U.S. Army officer (1770–1817)

Charles Wollstonecraft (1770–October 31, 1817) was an American military officer. The brother of English feminist Mary Wollstonecraft, he moved to the United States where he became a farmer, land speculator, and eventually an officer in the army. Based in Philadelphia during his early years in the States, he was stationed in the lower Mississippi River valley for most of his military career.

==Biography==
Charles Wollstonecraft was the youngest of the Wollstonecraft children. In October 1792, Wollstonecraft emigrated from Carmarthen, South Wales, to the United States. In 1794, Wollstonecraft bought a little more than 10,000 acres in the vicinity of Loyalsock Creek and Muncy Creek, Pennsylvania, from Samuel Wallis. This land was possibly intended for use by his sister and others as "a settlement for a communal English literary colony." His occupations included farming and land speculation. A letter from Charles in June 1794 was how the Wollstonecraft sisters in England found out that Mary had "married" Gilbert Imlay.

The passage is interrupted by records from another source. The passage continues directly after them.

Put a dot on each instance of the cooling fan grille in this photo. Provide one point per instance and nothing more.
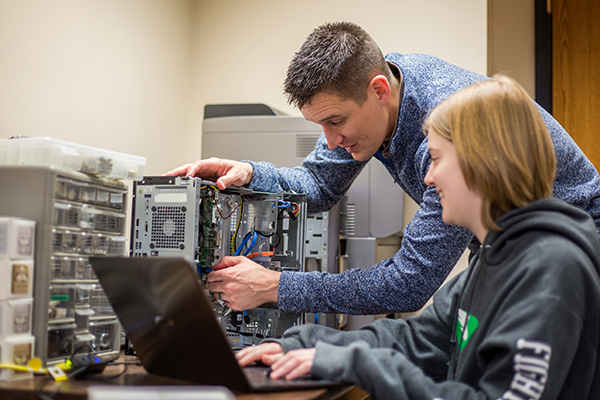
(168, 227)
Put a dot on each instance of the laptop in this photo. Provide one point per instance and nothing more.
(173, 327)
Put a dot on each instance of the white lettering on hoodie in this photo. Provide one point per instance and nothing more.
(531, 365)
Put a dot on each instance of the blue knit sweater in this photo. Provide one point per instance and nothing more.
(430, 248)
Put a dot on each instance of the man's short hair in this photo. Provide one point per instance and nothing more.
(503, 146)
(338, 58)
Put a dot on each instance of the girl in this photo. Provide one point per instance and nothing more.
(523, 321)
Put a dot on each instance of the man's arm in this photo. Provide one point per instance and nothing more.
(224, 172)
(429, 251)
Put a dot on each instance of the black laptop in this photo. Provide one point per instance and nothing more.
(173, 327)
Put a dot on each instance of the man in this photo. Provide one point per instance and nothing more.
(369, 106)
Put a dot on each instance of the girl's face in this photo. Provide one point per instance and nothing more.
(460, 205)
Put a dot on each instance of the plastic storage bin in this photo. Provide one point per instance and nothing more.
(70, 156)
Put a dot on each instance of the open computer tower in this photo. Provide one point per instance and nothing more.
(192, 218)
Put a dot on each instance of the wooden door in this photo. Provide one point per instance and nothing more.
(576, 72)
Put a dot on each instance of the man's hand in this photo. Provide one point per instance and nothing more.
(293, 364)
(266, 353)
(224, 172)
(243, 284)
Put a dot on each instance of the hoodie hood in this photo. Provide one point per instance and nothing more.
(544, 216)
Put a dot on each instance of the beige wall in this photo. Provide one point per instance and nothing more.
(134, 75)
(511, 40)
(112, 74)
(242, 48)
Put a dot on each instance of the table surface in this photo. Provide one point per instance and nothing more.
(135, 375)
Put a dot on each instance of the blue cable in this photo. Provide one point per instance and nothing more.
(252, 243)
(241, 247)
(284, 204)
(243, 244)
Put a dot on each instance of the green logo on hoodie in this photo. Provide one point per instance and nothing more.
(465, 328)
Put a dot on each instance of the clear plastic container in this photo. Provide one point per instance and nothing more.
(107, 334)
(50, 152)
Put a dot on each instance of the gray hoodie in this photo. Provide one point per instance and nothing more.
(533, 300)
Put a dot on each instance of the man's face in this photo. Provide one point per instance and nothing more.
(360, 130)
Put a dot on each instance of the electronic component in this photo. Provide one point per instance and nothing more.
(190, 217)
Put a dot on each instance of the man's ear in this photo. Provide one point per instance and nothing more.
(381, 86)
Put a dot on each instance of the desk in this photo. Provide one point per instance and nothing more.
(137, 376)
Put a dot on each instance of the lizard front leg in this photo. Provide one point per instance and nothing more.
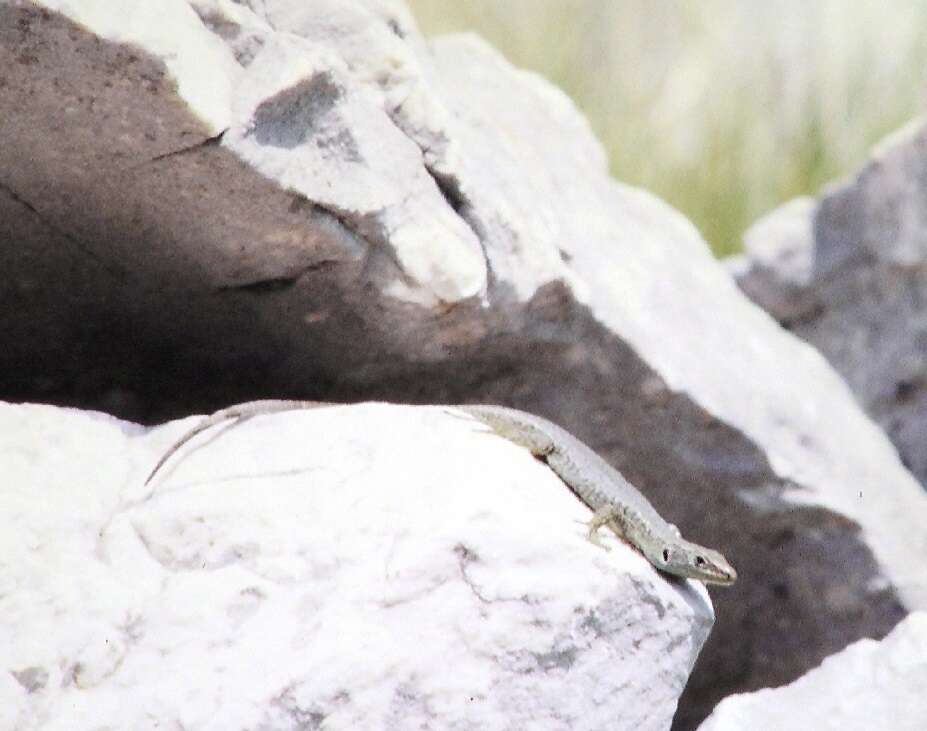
(605, 515)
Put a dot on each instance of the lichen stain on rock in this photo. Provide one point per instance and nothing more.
(293, 116)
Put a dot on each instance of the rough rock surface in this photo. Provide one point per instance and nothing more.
(869, 686)
(848, 273)
(206, 202)
(361, 567)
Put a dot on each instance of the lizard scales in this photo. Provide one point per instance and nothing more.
(616, 503)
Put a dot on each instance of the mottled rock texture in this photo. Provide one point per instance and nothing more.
(869, 686)
(848, 273)
(399, 569)
(207, 202)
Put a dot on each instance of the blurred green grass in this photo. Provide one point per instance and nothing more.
(724, 108)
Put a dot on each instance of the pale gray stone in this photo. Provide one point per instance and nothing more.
(848, 274)
(369, 576)
(869, 686)
(206, 202)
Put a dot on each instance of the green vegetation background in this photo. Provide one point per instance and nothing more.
(724, 108)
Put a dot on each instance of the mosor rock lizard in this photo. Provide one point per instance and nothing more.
(616, 503)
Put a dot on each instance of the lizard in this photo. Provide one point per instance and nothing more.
(615, 502)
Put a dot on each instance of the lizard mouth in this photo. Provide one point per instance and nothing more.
(722, 578)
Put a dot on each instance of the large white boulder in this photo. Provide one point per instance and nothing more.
(869, 686)
(361, 567)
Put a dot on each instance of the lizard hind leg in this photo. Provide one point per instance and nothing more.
(607, 515)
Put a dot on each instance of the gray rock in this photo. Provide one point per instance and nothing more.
(221, 201)
(848, 273)
(366, 577)
(869, 686)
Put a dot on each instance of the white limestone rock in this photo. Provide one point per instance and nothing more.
(862, 296)
(869, 686)
(385, 217)
(360, 567)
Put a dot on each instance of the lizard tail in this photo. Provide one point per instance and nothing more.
(239, 412)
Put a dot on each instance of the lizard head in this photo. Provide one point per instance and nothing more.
(696, 562)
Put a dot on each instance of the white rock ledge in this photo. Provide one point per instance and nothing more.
(355, 567)
(869, 686)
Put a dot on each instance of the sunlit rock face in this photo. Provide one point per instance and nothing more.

In 1795 he invested in a calico mill near Wilmington, Delaware. In 1796, when he "resided near the Philadelphia waterfront, in the High Street ward," his courtship of one Mary Meredith "almost led to a duel" with Meredith's brother's business partner, David Andrews.

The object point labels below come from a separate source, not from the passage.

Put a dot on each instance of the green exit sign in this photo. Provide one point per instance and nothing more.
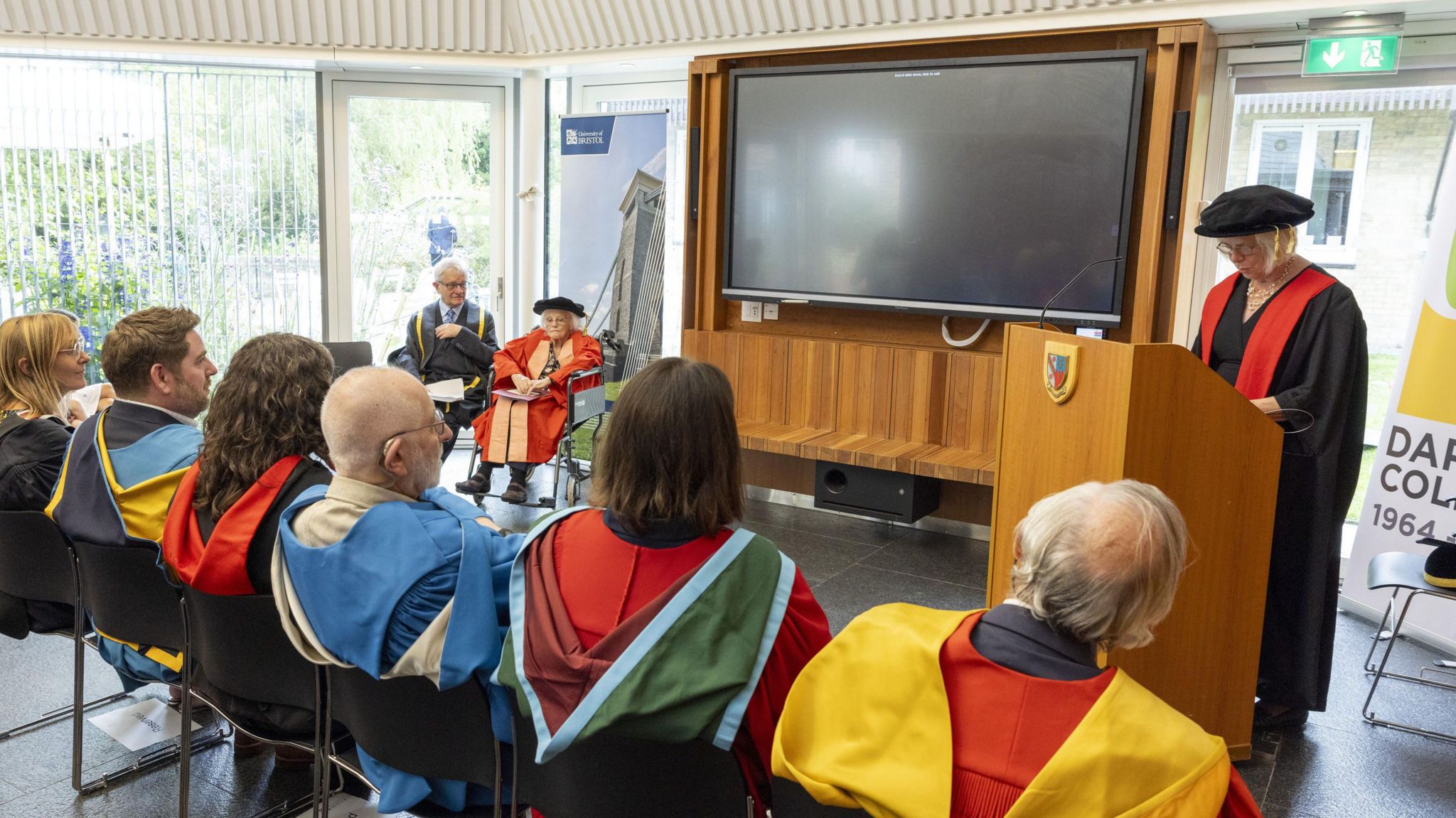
(1371, 54)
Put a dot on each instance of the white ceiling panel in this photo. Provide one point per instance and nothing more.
(540, 26)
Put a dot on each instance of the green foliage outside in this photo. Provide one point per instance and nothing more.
(190, 187)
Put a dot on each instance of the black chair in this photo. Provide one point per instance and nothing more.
(414, 726)
(37, 564)
(793, 801)
(127, 594)
(626, 777)
(350, 355)
(240, 650)
(582, 407)
(1400, 571)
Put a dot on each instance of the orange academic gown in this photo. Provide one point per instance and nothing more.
(520, 431)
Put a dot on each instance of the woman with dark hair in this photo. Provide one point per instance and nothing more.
(660, 547)
(1292, 340)
(261, 448)
(41, 358)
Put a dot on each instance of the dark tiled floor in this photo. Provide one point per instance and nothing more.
(1336, 768)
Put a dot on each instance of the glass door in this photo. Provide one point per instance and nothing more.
(415, 181)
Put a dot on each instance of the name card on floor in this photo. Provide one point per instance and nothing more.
(350, 807)
(141, 723)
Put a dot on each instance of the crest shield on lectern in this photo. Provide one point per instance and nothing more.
(1060, 373)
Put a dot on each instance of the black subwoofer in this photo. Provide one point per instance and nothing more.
(874, 493)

In the shadow of the Quasi-War with France, he joined the United States Army in spring 1798. His first commission, signed by John Adams, was at the rank of lieutenant. He was in the regular army "for essentially the rest of his life." In 1799 his Carlisle, Pennsylvania-based artillery company was mobilized to Fries's Rebellion but did not see combat.

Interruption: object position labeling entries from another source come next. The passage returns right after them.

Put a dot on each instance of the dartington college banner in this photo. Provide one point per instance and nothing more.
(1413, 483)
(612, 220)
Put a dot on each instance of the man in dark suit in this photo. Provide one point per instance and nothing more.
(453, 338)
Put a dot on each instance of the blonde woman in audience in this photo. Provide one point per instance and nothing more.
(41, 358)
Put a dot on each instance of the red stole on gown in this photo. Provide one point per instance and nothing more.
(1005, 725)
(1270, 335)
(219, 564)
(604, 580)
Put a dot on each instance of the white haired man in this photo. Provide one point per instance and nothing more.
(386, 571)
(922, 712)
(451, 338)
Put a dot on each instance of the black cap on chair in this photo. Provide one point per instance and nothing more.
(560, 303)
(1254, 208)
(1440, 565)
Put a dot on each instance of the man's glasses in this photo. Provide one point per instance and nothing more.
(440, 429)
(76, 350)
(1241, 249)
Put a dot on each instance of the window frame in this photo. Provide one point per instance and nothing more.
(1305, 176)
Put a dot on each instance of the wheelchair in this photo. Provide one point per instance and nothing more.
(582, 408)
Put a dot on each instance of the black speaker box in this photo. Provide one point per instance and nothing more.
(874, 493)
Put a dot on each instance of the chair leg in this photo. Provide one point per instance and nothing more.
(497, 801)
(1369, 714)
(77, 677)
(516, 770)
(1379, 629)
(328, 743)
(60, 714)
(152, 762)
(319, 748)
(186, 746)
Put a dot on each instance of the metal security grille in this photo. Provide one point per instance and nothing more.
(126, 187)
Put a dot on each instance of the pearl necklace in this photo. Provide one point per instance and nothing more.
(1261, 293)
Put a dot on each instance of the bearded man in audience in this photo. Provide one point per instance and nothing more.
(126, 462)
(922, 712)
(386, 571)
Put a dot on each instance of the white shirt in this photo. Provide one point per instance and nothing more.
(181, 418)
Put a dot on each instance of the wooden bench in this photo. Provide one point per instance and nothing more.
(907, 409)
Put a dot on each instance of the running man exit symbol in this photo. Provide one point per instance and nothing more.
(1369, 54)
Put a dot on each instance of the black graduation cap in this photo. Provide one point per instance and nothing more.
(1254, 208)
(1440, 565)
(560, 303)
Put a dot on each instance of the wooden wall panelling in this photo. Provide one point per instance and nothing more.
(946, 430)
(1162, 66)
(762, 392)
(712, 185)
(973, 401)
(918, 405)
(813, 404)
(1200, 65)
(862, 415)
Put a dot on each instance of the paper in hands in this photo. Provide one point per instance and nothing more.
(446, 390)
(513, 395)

He was eventually promoted to major and stationed at Natchitoches on the Red River. He was ranked as a captain as of 1808. In 1810, he was involved in the Spanish–American–Indigenous conflict over the Neutral Ground between the U.S. state of Louisiana and Spanish Texas. The Spanish governor of Texas, Manuel Salcedo, and American colonel Thomas Cushing corresponded about clearing the Neutral Ground of those whom Wollstonecraft described as "desperate characters accustomed to plunder." The joint patrol was Salcedo's idea but Wollstonecraft sent it up the U.S. chain of command and got it approved. Wollstonecraft gave Lt. Augustus Magee command of 18 soldiers for the mission on July 29, 1810. The joint patrol burned 12 buildings, removed 34 people, and left cattle and cornfields intact. Military historian Samuel Watson calls the original improvised Neutral Ground agreement and the joint patrol and an example of "actions by 'men on the spot'" that detoured around civic oversight and military command to solve short-term problems in the short term.

Wollstonecraft, in his capacity as an artillery officer, appears in accounts of the Gutiérrez-Magee Expedition of 1812–1813, which was a "freelance imperialism" conspiracy to take some or all of Spanish Texas–Mexico for the Americans. Historians are not clear on to what degree the United States government was involved, but they were not unaware. Wollstonecraft's company "may have conveyed [cannon] to the filibusters or their intermediaries (perhaps in the [Natchitoches] militia), or the guns (whether military or civilian in origin) may have been left unguarded to be taken by the filibusters." He later made a report to General James Wilkinson that had encountered more than 100 men "traveling to join" the expedition and "the will to break up 'banditti' in the Neutral Ground seems to have evaporated." In August 1812, "Wollstonecraft reported that the Natchitoches militia had joined the filibusters 'to a man,' that a former territorial legislator was recruiting among the militia in Rapides Parish, and that more men were coming from Natchez."

During the 1812–1814 campaign to rid the Gulf of Mexico of "the Baratarian Corsairs" (slave-trading privateers informally led by Jean Lafitte and Pierre Lafitte), Wollstonecraft was a rare officer who was not "intimately connected to Louisiana men of affairs" (men who economically benefited, long-term at least, from the actions of the Lafittes). Wollstonecraft was therefore more "easily irritated and criticized the federal customs collector for failing to show up after he had called for the captain's assistance."

Wollstonecraft died in New Orleans in 1817.